The Federal Reserve kept interest rates unchanged on Wednesday, holding its benchmark range between 4.25% and 4.50%. During a press conference, Fed Chair Jerome Powell acknowledged that 2025 may entail two rate cuts. But he urged caution, stressing the economic outlook remains highly uncertain.

The rate decision was approved unanimously by the committee. Officials now expect inflation to rise due to import tariffs proposed by President Donald Trump. Powell warned that these levies could spark a “meaningful” increase in consumer prices in the coming months.

Tariffs Could Delay Rate Cuts

Powell explained that recent inflation data has been favorable. Without tariff-related concerns, rate cuts might already be appropriate. However, the cost burden from upcoming import duties will likely shift to consumers. He noted that manufacturers, exporters, and retailers are still debating who will absorb these expenses.

“Ultimately, some of it will fall on the end consumer,” Powell said. He added that the Fed plans to wait for clarity on how much inflation will rise due to tariffs.

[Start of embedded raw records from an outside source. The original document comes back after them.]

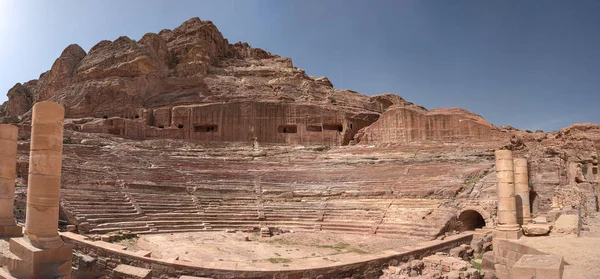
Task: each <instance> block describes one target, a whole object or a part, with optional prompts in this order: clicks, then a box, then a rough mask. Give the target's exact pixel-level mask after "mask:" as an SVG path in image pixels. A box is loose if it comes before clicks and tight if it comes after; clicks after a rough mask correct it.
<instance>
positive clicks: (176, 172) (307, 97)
mask: <svg viewBox="0 0 600 279" xmlns="http://www.w3.org/2000/svg"><path fill="white" fill-rule="evenodd" d="M45 100H52V101H55V102H58V103H61V104H63V105H64V106H65V108H66V117H67V119H66V121H65V128H66V132H65V136H66V140H67V142H68V143H70V144H66V145H65V149H64V160H63V165H64V166H63V180H62V181H63V185H62V189H63V192H62V202H63V204H62V205H61V206H62V208H63V209H64V212H65V215H66V216H65V218H67V219H69V220H71V221H72V222H73V223H75V224H77V223H78V222H83V221H85V222H91V223H92V225H93V226H95V230H97V231H98V232H102V231H110V230H113V229H115V228H119V229H123V228H127V229H130V230H133V229H136V228H137V229H139V230H142V231H146V230H159V231H160V230H163V229H164V230H167V231H172V230H173V226H182V227H181V229H182V230H183V229H184V228H183V226H184V225H185V226H192V225H189V224H187V223H185V222H184V221H185V220H184V221H182V220H183V219H182V220H175V219H173V218H175V217H172V216H167V217H160V216H158V215H157V214H158V213H156V212H157V211H156V210H157V209H156V208H146V209H144V206H145V205H143V204H142V202H145V201H148V200H152V199H164V198H165V197H164V196H163V195H164V194H165V193H170V194H173V195H177V196H176V198H173V201H175V200H181V197H182V196H183V197H185V198H186V199H187V198H189V202H190V204H192V205H190V206H191V207H197V208H200V207H203V208H204V209H203V210H204V211H203V212H204V213H203V214H205V215H206V216H204V217H203V218H205V219H203V220H210V218H212V217H210V216H212V215H210V214H212V213H210V212H209V211H210V210H209V209H210V208H212V206H213V204H218V205H219V206H220V205H223V206H225V208H228V206H238V205H239V204H244V206H246V207H249V206H250V205H249V204H253V206H255V207H256V208H253V209H248V210H249V211H251V213H248V214H256V212H259V215H258V216H259V218H262V219H261V220H266V221H267V222H271V221H272V220H275V221H277V220H278V219H277V218H276V217H277V216H275V217H273V216H270V215H269V214H271V213H269V212H279V211H286V210H287V211H286V212H287V213H286V214H289V216H296V215H294V214H297V216H296V217H294V218H297V219H301V218H304V217H302V216H303V215H302V216H301V215H298V214H302V213H298V212H300V211H298V212H296V211H293V210H292V209H293V208H294V207H295V206H298V204H302V203H301V202H304V204H306V205H303V206H306V207H310V208H312V209H314V210H315V213H314V214H316V215H315V216H317V217H315V218H313V217H314V216H313V217H311V218H312V219H311V218H309V219H310V221H307V223H303V224H302V225H303V226H304V225H306V227H310V228H313V227H315V224H316V225H318V226H319V227H320V228H321V225H322V229H326V228H327V226H326V221H327V218H325V219H323V215H324V214H325V213H326V212H331V216H346V215H344V214H346V213H344V214H341V213H339V212H349V211H347V210H352V211H351V212H352V213H349V214H358V213H360V214H363V215H364V216H363V215H356V216H357V220H353V223H355V221H356V222H359V223H360V222H363V223H361V224H362V225H361V226H362V229H363V230H364V231H365V232H369V231H372V230H374V231H377V232H378V233H381V232H385V231H387V232H389V233H403V232H406V231H411V232H412V231H418V230H416V229H415V228H413V227H410V228H407V227H402V226H405V225H406V224H407V223H410V224H415V226H416V225H419V224H421V222H423V221H422V220H425V223H427V224H428V226H430V227H428V228H427V231H430V232H428V233H427V234H426V236H427V237H430V236H435V235H436V234H438V233H439V232H440V230H443V229H444V228H446V226H445V224H446V223H447V220H448V218H449V217H448V216H447V215H448V214H447V213H449V214H450V216H455V215H456V212H457V210H459V209H465V208H482V210H480V213H481V212H483V211H486V212H488V213H489V214H483V215H485V216H488V215H489V216H492V217H489V216H488V217H489V220H486V222H493V215H494V214H495V210H496V198H495V194H494V193H495V173H494V158H493V152H492V151H493V150H494V149H499V148H508V149H512V150H513V151H514V153H515V156H519V157H526V158H528V162H529V171H530V184H531V193H532V197H531V199H532V201H531V204H532V210H533V212H534V213H535V214H537V213H538V212H544V211H547V210H549V209H550V207H551V205H552V204H553V203H554V204H555V205H556V206H560V207H564V208H579V209H581V210H582V214H591V213H594V212H598V192H599V191H600V188H599V187H598V181H599V180H600V177H599V175H598V153H599V152H600V151H599V150H600V144H598V142H599V141H600V125H594V124H577V125H573V126H570V127H568V128H565V129H562V130H560V131H556V132H553V133H544V132H542V131H538V132H535V133H534V132H529V131H519V130H517V129H514V128H511V127H495V126H494V125H492V124H490V123H489V122H487V121H486V120H485V119H484V118H482V117H481V116H479V115H476V114H474V113H472V112H469V111H466V110H463V109H457V108H452V109H434V110H426V109H425V108H423V107H420V106H418V105H415V104H412V103H410V102H407V101H405V100H404V99H402V98H401V97H399V96H397V95H392V94H384V95H378V96H365V95H362V94H359V93H357V92H354V91H350V90H340V89H336V88H334V87H333V85H332V83H331V82H330V81H329V80H328V79H327V78H325V77H321V78H316V77H311V76H308V75H306V73H305V72H304V71H303V70H302V69H299V68H296V67H294V66H293V64H292V60H291V59H289V58H282V57H279V56H277V55H273V54H271V53H268V52H266V51H264V50H262V49H257V48H252V47H250V46H249V45H248V44H246V43H236V44H229V42H228V41H227V40H226V39H224V38H223V36H222V34H221V33H220V32H219V31H218V30H217V28H216V27H215V26H214V25H213V24H212V23H211V22H209V21H201V20H200V19H198V18H193V19H190V20H188V21H186V22H185V23H183V24H182V25H181V26H179V27H177V28H175V29H174V30H162V31H160V32H159V33H158V34H153V33H149V34H146V35H144V36H143V37H142V38H141V39H140V40H139V41H134V40H131V39H129V38H127V37H120V38H118V39H117V40H115V41H112V42H111V41H102V42H100V43H98V44H97V45H95V46H94V47H92V48H91V49H90V51H89V52H88V53H86V52H85V51H84V50H83V49H82V48H81V47H79V46H77V45H71V46H68V47H67V48H66V49H65V50H64V51H63V53H62V54H61V56H60V57H59V58H58V59H57V60H56V62H55V63H54V65H53V66H52V68H51V69H50V70H49V71H48V72H46V73H43V74H42V75H41V76H40V78H39V79H37V80H32V81H28V82H26V83H24V84H17V85H15V86H14V87H13V88H12V89H11V90H9V92H8V101H7V102H6V103H4V104H3V105H2V106H1V107H0V116H1V118H2V119H1V120H2V121H3V122H11V123H18V124H19V126H20V127H21V130H20V136H21V140H22V141H21V142H20V149H19V162H18V175H19V178H18V179H20V181H23V183H26V179H27V175H26V174H27V165H28V164H27V160H28V158H29V157H28V150H29V147H28V142H27V141H26V139H27V138H28V136H27V133H29V131H30V128H29V127H28V125H29V119H30V114H31V108H32V105H33V104H34V103H35V102H39V101H45ZM163 139H164V140H163ZM178 139H183V140H178ZM352 144H357V145H356V146H351V147H348V146H345V145H352ZM302 145H316V146H318V147H302ZM322 146H330V147H335V146H340V147H338V148H322ZM213 198H214V199H213ZM113 199H120V200H122V201H123V203H131V202H132V201H135V200H138V201H140V205H135V207H136V208H137V209H136V210H137V211H136V210H133V211H135V212H122V215H118V214H117V215H118V216H117V215H115V216H112V215H114V214H113V213H106V214H101V213H98V211H95V210H96V209H90V211H89V212H87V213H86V211H85V210H84V209H82V208H83V207H85V206H86V205H85V203H88V202H90V201H93V202H94V203H95V204H101V203H103V202H104V201H111V200H113ZM217 199H220V201H219V203H216V200H217ZM203 200H207V201H206V204H207V206H208V207H205V205H202V206H200V205H201V204H204V203H203V202H202V201H203ZM229 203H231V204H233V205H231V204H229ZM98 206H99V207H100V205H98ZM106 206H107V207H108V206H109V205H106ZM148 206H150V207H151V206H153V205H151V204H150V205H148ZM173 206H174V207H173V208H176V210H179V205H173ZM214 206H217V205H214ZM124 207H127V208H131V207H134V205H131V204H128V205H127V206H124ZM138 207H139V208H138ZM246 207H244V208H246ZM140 208H141V209H140ZM206 208H208V209H206ZM269 208H271V209H269ZM415 208H416V209H420V210H421V211H419V214H415V212H416V211H411V210H412V209H415ZM144 210H145V211H144ZM161 210H162V209H161ZM170 210H171V208H169V209H165V211H166V212H170ZM240 210H241V209H240ZM269 210H272V211H269ZM478 210H479V209H478ZM338 211H339V212H338ZM357 212H358V213H357ZM478 212H479V211H478ZM209 213H210V214H209ZM338 213H339V214H338ZM374 213H378V214H380V217H377V218H375V219H372V214H374ZM182 214H183V213H182ZM327 214H329V213H327ZM327 214H325V216H327ZM336 214H337V215H336ZM284 215H285V214H282V215H281V216H284ZM69 216H70V217H69ZM219 216H221V215H219ZM285 216H288V215H285ZM318 216H321V217H318ZM352 216H354V215H352ZM358 216H362V217H358ZM378 216H379V215H378ZM381 216H383V217H381ZM407 216H410V217H407ZM159 217H160V218H163V219H160V218H159ZM363 217H364V218H363ZM488 217H485V218H486V219H488ZM148 218H156V220H159V221H161V222H181V223H180V224H178V225H173V224H175V223H169V224H171V225H164V227H163V228H162V229H161V228H155V227H152V226H158V225H156V224H158V223H156V222H150V221H148V220H150V219H148ZM182 218H183V217H182ZM185 218H187V217H185ZM219 218H224V217H219ZM232 218H233V217H232ZM236 218H237V217H236ZM290 218H291V217H290ZM330 218H331V217H330ZM378 218H379V219H378ZM407 218H408V219H407ZM411 218H412V219H411ZM333 219H335V218H333ZM413 219H414V220H413ZM153 220H154V219H153ZM290 220H295V219H293V218H292V219H285V220H284V221H286V222H287V221H290ZM315 220H317V221H315ZM373 220H375V221H373ZM237 221H239V220H237ZM237 221H236V222H237ZM275 221H273V222H275ZM279 221H282V220H279ZM186 222H187V221H186ZM199 222H200V221H199ZM211 222H217V221H216V220H215V221H211ZM253 222H254V221H253ZM294 222H296V221H294ZM332 222H333V223H331V224H330V228H332V230H334V229H335V228H337V229H339V228H340V226H339V223H336V222H335V220H333V221H332ZM154 223H156V224H154ZM297 223H298V222H296V223H294V224H296V225H297ZM153 224H154V225H153ZM213 224H214V223H213ZM236 224H237V223H236ZM247 225H249V226H254V225H255V224H254V223H251V224H250V223H248V224H247ZM287 225H290V226H292V225H293V224H292V223H289V224H287ZM223 226H224V225H223ZM353 226H354V227H357V226H358V225H357V224H353ZM193 228H199V229H204V228H203V227H202V226H201V224H195V225H193ZM401 228H404V229H401ZM188 229H189V228H188Z"/></svg>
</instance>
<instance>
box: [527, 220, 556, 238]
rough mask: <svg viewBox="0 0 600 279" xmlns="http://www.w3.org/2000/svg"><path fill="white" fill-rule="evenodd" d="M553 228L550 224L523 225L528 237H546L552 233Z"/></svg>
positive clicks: (533, 224) (537, 223)
mask: <svg viewBox="0 0 600 279" xmlns="http://www.w3.org/2000/svg"><path fill="white" fill-rule="evenodd" d="M550 229H552V226H551V225H549V224H542V223H535V224H527V225H523V234H525V235H526V236H539V235H546V234H548V233H549V232H550Z"/></svg>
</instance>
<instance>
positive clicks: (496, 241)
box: [493, 238, 546, 278]
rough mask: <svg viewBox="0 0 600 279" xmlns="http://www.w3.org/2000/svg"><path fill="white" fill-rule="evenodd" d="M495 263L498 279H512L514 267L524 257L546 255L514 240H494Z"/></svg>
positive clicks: (500, 239)
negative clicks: (525, 256)
mask: <svg viewBox="0 0 600 279" xmlns="http://www.w3.org/2000/svg"><path fill="white" fill-rule="evenodd" d="M493 253H494V262H495V270H496V276H497V277H498V278H511V276H510V271H511V270H512V267H513V266H514V265H515V263H517V262H518V261H519V259H521V257H523V256H524V255H545V254H546V253H544V252H540V251H538V250H536V249H534V248H531V247H529V246H527V245H524V244H522V243H518V242H517V241H514V240H509V239H501V238H494V252H493Z"/></svg>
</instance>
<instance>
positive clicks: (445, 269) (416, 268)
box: [379, 244, 482, 279]
mask: <svg viewBox="0 0 600 279" xmlns="http://www.w3.org/2000/svg"><path fill="white" fill-rule="evenodd" d="M469 254H470V256H469ZM457 255H460V257H457ZM472 256H473V249H472V248H471V247H470V246H469V245H464V244H463V245H461V246H460V247H456V248H454V249H452V250H451V251H450V254H448V253H443V252H438V253H436V254H435V255H432V256H429V257H425V258H423V259H422V260H412V261H410V262H407V263H403V264H400V265H398V266H393V265H390V266H389V267H388V268H387V269H384V270H383V275H382V276H381V277H379V278H380V279H405V278H415V279H480V278H482V275H481V273H480V271H479V270H478V269H476V268H474V267H473V266H472V265H471V263H470V262H469V259H470V258H471V257H472Z"/></svg>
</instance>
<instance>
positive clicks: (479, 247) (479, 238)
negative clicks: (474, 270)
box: [471, 238, 485, 254]
mask: <svg viewBox="0 0 600 279" xmlns="http://www.w3.org/2000/svg"><path fill="white" fill-rule="evenodd" d="M484 243H485V242H484V241H483V238H474V239H473V240H472V241H471V247H472V248H473V253H475V254H481V253H482V252H483V244H484Z"/></svg>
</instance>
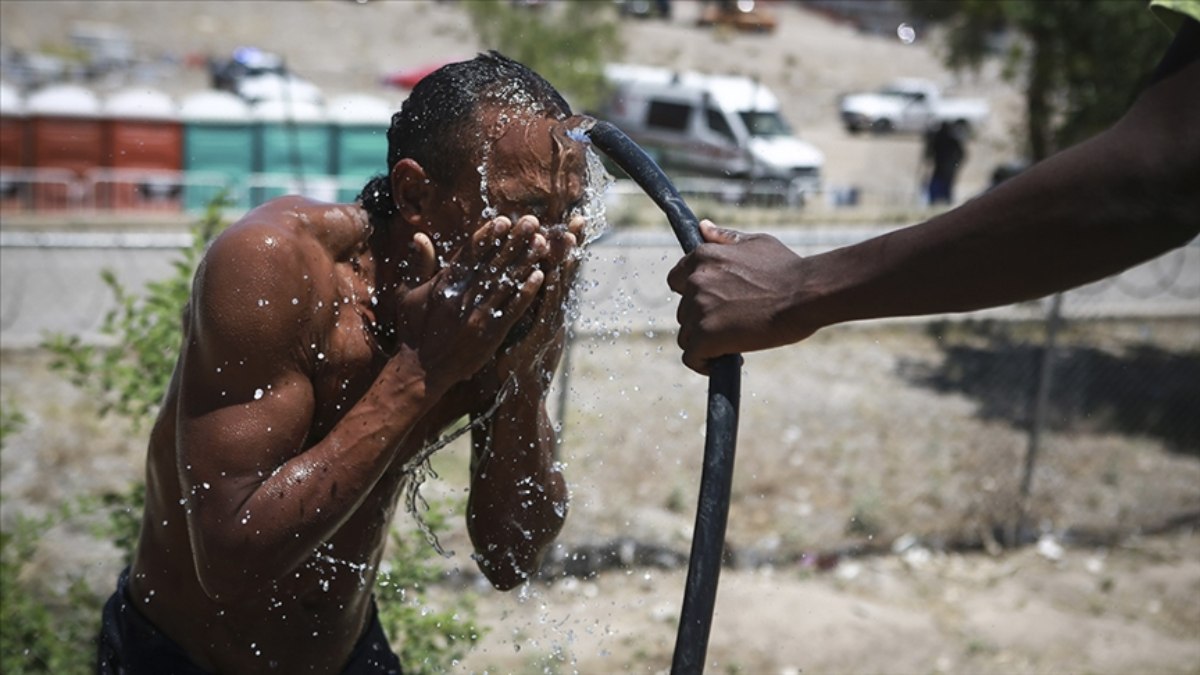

The GENIUS Act, recently passed in the Senate, was not mentioned during the Fed’s press conference. Powell focused instead on domestic inflation and labor market conditions.

Related: Crypto Markets Watch the Fed Decision and Stablecoin Surge

Growth Slows as Inflation Persists

New forecasts show the Fed expects economic growth to fall to 1.4% in 2025, down from 1.7% projected in March. At the same time, inflation is expected to reach 3% next year, up from 2.7%. The unemployment rate may hit 4.5% by the end of 2025, compared to 4.2% in May.

The Fed stated that the job market remains strong, but Powell acknowledged the rising risks. Officials are divided on the path ahead. Seven out of 19 policymakers believe no rate cuts will be needed next year. Inflation is now projected to stay above the 2% target through 2026. The Fed expects it to drop to 2.1% by 2027.

Powell addressed rising tensions in the Middle East but noted that the conflict has not yet impacted inflation. He acknowledged that energy prices could increase. However, the Fed sees such spikes as short-lived and not requiring immediate policy changes.